Dans son premier roman publié en janvier 2012, Un garçon sans séduction (Julliard), l’histoire d’un homme quitté par sa compagne, Christophe Mouton se livrait à une auscultation culturo-scientifique de la rupture avec talent et causticité.
Notre mariage (Julliard), son deuxième roman, n’a rien d’une suite heureuse et plonge d’emblée le lecteur dans un contresens habile : l’histoire s’ouvre en effet sur un mariage, mais le narrateur-héros du livre n’est qu’un des invités.
Le narrateur de Notre mariage (Julliard) vient en effet constater par ses yeux que celle qu’il a aimée pendant dix ans d’un amour alternatif et compliqué, lui a une fois pour toutes échappé. Plus d’espoir, plus de retour en arrière, plus de cendres à rallumer : son grand amour se marie, l’histoire est terminée. A travers le récit de la cérémonie, l’autopsie de son histoire, et une introspection aussi troublante que lucide, la figure du narrateur se dessine en fragilités pleines de morgue.
« Le couple, c’est nul », voici son credo depuis la fac, partagé par une bande de copains à la jeunesse fougueuse, urbaine et un brin arrogante : « A deux, les gens deviennent stupides, ennuyeux, égoïstes, comme les autres et s’habillent moins bien ». Oui mais voilà, la trentaine arrive et, instinct ou sagesse, ses amis ont peu à peu cédé aux sirènes de femmes qui ne sont pas motivées par le désir de couper les ailes de leur partenaire, mais par celui de composer à deux une vie douce, si possible épanouissante. Le narrateur, lui, reste accroché à son slogan et en médite le constat.

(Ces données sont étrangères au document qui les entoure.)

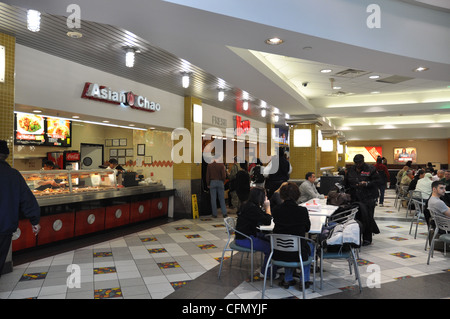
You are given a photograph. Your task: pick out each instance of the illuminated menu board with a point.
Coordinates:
(32, 129)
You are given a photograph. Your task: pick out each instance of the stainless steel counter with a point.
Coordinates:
(82, 197)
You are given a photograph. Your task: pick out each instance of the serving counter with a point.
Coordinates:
(84, 202)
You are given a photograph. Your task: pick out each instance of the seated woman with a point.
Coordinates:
(251, 216)
(292, 219)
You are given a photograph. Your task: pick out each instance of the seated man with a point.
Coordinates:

Christophe Mouton raconte quelque chose comme l’ultramoderne solitude du fêtard qui n’arrive pas à franchir le cap de l’adolescence. Notre mariage, c’est l’histoire d’un amour qui a existé avant d’avorter, celle d’un trentenaire aux prises avec la question de son désir, de ses peurs et ses envies. Dans ce genre, une voix s’imposait, celle de Frédéric Beigbeder. Désormais, Christophe Mouton et sa langue nonchalante, exigeante, à la dérision obstinée, devient l’incontournable interprète d’un spleen contemporain, et de la dilution du désir dans la modernité.